Nobody has the right to hit you. It’s not your fault and you don’t deserve this, no matter what anyone says. I’m also worried that you say that your brother is nearly as bad. It sounds like things at home have been frightening, upsetting and confusing for a long time now.

I can hear that you think your mum’s behaviour towards you is linked to the death of your brother. Whilst I imagine his death was really hard on all of you, that doesn’t make it okay for your mum to behave like this. You’re  right to say that his death wasn’t your fault. Your mum telling you that it is your fault is a form of emotional abuse, just like all the other horrible things that she’s been saying.

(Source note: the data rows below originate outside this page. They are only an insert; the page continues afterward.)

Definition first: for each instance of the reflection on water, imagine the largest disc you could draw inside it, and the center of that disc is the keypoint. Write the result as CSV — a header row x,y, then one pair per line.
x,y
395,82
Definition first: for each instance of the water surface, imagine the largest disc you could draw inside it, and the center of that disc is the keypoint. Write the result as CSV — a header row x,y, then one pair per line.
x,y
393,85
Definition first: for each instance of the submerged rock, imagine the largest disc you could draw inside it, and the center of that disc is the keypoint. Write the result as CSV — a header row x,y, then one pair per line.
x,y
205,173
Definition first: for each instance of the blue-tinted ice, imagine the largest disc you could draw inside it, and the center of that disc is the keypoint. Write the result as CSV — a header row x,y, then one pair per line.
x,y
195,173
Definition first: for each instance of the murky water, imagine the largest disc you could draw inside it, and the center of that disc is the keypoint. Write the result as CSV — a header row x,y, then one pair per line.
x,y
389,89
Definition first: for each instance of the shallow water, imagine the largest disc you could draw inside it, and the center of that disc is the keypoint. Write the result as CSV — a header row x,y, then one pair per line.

There are people who can support you and help to make things change. If a young person isn’t being looked after properly for any reason then social services are there to help keep them safe from harm. They work with families to try to find a way for children to be safe at home. If that’s not possible, they will look at other options, like finding young people somewhere else to live.

A ChildLine counsellor could help you talk to social services and so could someone like a teacher or a doctor. 

It sounds like you’re extremely worried about what might happen if your mum found out you’d talked about being hit at home. If social services were told about what’s happening they would have a responsibility to make sure that you weren’t left in a situation where you could be hurt. If there are any times you feel that you are in immediate danger you can call 999 for the police.

ChildLine are here to support you, whatever you decide to do. I think it would really help you to talk all of this through with a counsellor before making any decisions. You can do this by calling 0800 1111 (all calls are free and don’t show up on the bill) or by logging on for a 1-2-1 chat (it works like instant messenger).

You’ve done really well to write this letter and you deserve to be happy and safe.